From Typewriter to Algorithm: Why I co-founded AlgoViva
Nov 9, 2025
The story of my father’s typewriter is more than a family memory. It is a lesson about technological change and human resilience. When the computer replaced the typewriter, many people like him were left behind, not because they lacked effort, but because the systems around them failed to adapt with empathy. That experience shaped my lifelong commitment to ensure that no one is excluded by progress. Today, through AlgoViva, we work to align people, processes, and values so that technology serves humanity, not the other way around.

I was born into a lower-middle-class family of working parents in Nigeria. My mother was a primary school teacher; my father worked as a secretary to an Irish doctor, though “secretary” was really a glorified way of saying typist. He could type 195 words per minute on his beloved Olympia typewriter, his fingers dancing with precision over the keys and the noise of the keys sometimes waking me up as he would often work into the dead of night.

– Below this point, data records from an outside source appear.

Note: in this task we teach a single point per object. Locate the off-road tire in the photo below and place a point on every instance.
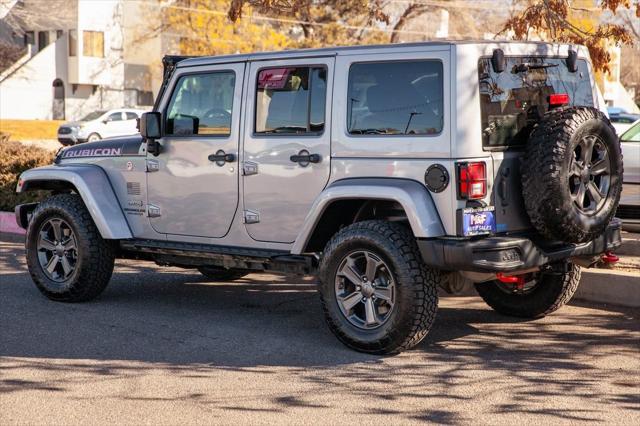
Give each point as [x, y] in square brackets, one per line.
[550, 293]
[416, 287]
[220, 274]
[545, 174]
[95, 259]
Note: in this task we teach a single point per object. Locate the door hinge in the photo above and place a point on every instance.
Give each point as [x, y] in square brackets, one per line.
[251, 216]
[153, 166]
[249, 168]
[153, 211]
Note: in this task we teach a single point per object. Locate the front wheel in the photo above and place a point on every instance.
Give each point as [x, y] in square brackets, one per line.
[67, 258]
[542, 293]
[377, 294]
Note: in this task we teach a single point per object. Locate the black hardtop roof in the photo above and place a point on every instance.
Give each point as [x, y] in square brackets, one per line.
[334, 51]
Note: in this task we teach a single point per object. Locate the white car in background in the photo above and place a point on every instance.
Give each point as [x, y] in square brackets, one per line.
[98, 125]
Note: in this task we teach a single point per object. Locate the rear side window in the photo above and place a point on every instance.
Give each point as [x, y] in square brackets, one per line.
[395, 98]
[291, 100]
[201, 104]
[116, 116]
[512, 101]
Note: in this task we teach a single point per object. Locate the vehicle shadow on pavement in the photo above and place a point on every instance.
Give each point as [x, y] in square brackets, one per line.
[176, 321]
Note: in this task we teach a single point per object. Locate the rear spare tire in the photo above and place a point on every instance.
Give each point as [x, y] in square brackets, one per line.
[572, 174]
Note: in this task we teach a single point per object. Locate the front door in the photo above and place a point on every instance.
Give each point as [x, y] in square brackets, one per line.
[286, 145]
[194, 188]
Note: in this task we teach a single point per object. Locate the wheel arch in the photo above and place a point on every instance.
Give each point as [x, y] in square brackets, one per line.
[355, 199]
[92, 184]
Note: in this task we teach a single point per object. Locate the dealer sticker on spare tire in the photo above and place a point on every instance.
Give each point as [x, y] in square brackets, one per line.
[478, 221]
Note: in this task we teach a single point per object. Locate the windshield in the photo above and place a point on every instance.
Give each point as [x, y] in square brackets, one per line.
[93, 115]
[514, 100]
[632, 135]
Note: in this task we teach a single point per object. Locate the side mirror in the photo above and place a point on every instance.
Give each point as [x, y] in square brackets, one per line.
[150, 131]
[497, 61]
[150, 125]
[572, 61]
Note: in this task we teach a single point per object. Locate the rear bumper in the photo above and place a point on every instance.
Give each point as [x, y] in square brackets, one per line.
[511, 253]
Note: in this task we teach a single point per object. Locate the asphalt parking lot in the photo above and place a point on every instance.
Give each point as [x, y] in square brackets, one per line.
[164, 346]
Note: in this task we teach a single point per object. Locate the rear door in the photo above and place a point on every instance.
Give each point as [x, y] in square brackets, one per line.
[286, 145]
[193, 182]
[511, 103]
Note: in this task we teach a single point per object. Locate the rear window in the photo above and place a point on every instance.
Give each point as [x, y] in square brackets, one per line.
[511, 102]
[395, 98]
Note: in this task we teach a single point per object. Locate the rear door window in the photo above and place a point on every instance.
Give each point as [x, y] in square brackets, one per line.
[512, 101]
[395, 98]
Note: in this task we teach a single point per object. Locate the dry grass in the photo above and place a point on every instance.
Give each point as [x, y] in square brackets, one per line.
[14, 159]
[21, 130]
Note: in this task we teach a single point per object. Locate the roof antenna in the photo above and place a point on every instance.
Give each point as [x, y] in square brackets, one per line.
[497, 61]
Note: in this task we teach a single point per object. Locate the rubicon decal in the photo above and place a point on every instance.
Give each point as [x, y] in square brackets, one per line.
[96, 152]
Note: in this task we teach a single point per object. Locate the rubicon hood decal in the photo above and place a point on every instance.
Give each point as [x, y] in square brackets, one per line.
[111, 147]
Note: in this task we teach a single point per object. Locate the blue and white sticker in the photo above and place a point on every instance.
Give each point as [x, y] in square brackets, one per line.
[478, 221]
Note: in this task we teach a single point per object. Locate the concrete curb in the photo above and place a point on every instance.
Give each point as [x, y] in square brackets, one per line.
[609, 286]
[9, 225]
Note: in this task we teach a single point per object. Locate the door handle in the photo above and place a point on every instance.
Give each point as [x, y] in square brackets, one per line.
[220, 158]
[303, 158]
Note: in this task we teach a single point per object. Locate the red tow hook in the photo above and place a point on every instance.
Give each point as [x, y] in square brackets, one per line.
[518, 280]
[609, 257]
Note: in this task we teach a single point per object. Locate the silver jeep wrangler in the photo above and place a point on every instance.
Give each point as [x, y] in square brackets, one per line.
[386, 170]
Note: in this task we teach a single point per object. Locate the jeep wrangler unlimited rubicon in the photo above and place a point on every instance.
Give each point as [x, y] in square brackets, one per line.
[386, 170]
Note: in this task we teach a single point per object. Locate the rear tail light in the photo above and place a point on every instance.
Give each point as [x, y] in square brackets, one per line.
[472, 180]
[558, 99]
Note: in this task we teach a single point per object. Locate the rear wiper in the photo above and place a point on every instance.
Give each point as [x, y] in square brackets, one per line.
[531, 66]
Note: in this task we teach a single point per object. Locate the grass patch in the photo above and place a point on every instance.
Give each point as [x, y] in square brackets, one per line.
[21, 130]
[14, 159]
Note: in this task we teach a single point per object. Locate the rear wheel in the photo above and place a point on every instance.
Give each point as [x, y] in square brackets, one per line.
[67, 258]
[377, 294]
[542, 293]
[220, 274]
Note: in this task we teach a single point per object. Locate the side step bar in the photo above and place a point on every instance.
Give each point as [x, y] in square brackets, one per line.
[192, 255]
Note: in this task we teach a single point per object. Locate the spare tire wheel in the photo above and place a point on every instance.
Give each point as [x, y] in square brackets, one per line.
[572, 174]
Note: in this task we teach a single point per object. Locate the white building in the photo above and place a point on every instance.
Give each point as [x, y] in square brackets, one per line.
[78, 56]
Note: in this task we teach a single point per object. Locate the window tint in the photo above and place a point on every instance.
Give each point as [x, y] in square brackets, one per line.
[202, 104]
[291, 100]
[392, 98]
[116, 116]
[511, 102]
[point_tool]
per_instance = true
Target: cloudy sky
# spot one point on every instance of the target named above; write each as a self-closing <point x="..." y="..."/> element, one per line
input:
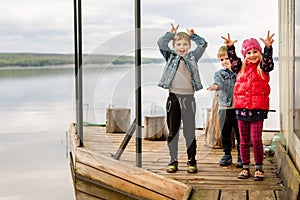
<point x="46" y="26"/>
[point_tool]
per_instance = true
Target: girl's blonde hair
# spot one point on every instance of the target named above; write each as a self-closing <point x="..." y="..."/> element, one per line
<point x="222" y="51"/>
<point x="258" y="68"/>
<point x="180" y="36"/>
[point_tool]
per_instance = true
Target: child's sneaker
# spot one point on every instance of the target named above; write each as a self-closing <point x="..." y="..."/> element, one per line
<point x="172" y="167"/>
<point x="226" y="160"/>
<point x="192" y="166"/>
<point x="239" y="163"/>
<point x="244" y="173"/>
<point x="259" y="175"/>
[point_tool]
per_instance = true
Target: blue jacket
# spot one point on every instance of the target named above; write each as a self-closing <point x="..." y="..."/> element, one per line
<point x="172" y="59"/>
<point x="225" y="79"/>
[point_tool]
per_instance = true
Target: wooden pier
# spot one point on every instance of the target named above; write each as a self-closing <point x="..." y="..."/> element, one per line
<point x="98" y="176"/>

In the 1990s, while Europe was moving on from typewriters, in our corner of Nigeria they were still prized. My father’s typewriter became both a source of livelihood and symbol of aspiration that filled our home with a sense of purpose. After hours, he ran a small business typing university theses, book manuscripts, church bulletins, wedding programmes, even funeral brochures. Alongside it, he owned a mimeograph, a duplicating machine that could copy stencilled text, which filled our home with the smell of ink and the rhythm of industry. Many of my peers will ask what a mimeograph is. As my son would say: “Google it.”
Then came the early 2000s, and with them, the personal computer. My father bought one, curious and hopeful. But as computers evolved into laptops and software became more sophisticated, the skills that had once defined his profession grew obsolete. He could no longer keep pace with the speed of change. Bit by bit, his business faded, and so did the comforts that once defined our family life. The loss wasn’t only financial, it was a quiet erosion of dignity, of belonging in a world that had raced ahead, of a difficult and strained marriage.
That experience never left me. It was my first encounter with what it means to be left behind by technology.
While change is inevitable, the disruption brought about by artificial intelligence and automation will be far greater than what my father and family faced. Yet, even as this new era unfolds, many organisations are still unprepared, not only technologically, but ethically and socially. Too few are investing in reskilling, rethinking, or responsibly adapting to this transformation. The consequences for work, democracy, and human wellbeing are profound.
In 2020, I decided to confront these questions head-on by enrolling for a PhD in Computational and AI Ethics and wrote a thesis titled: “Decolonising Algorithms: Towards the making of epistemically just Algorithms.” When I began, tools like ChatGPT didn’t exist; by the time I submitted my thesis, they were slowly reshaping the world. My motivation for pursuing this degree was deeply personal: first, to ensure that technology does not leave others behind as it did my family; and second, to help society anticipate and mitigate the inequalities that unchecked technological progress can deepen.
For nearly a decade, I have been working at the intersection of complexity and social change, helping organisations and multi-stakeholder groups tackle issues ranging from health equity to climate change to institutional transformation. Over time, I realised that these same skills: systems thinking, facilitation across divides, and ethical decision-making under uncertainty were exactly what the world needed to govern artificial intelligence responsibly.
That realisation led to the birth of AlgoViva.
AlgoViva is a governance, assurance, and digital rights company shaping a future where technology serves people, organisations, and the planet. Our purpose is to help organisations harness AI to achieve their goals responsibly, ethically, and with lasting impact. We work with organisations to design, govern, and deploy AI across systems, strategy, and culture.
At the heart of our work is a simple conviction: technology itself is rarely the problem. The real challenge lies in the misalignment between people, processes, and values.
Had these been properly aligned when the typewriter gave way to the computer, my father and countless others like him might not have been left behind.
AlgoViva exists to make sure the next generation doesn’t suffer the same fate.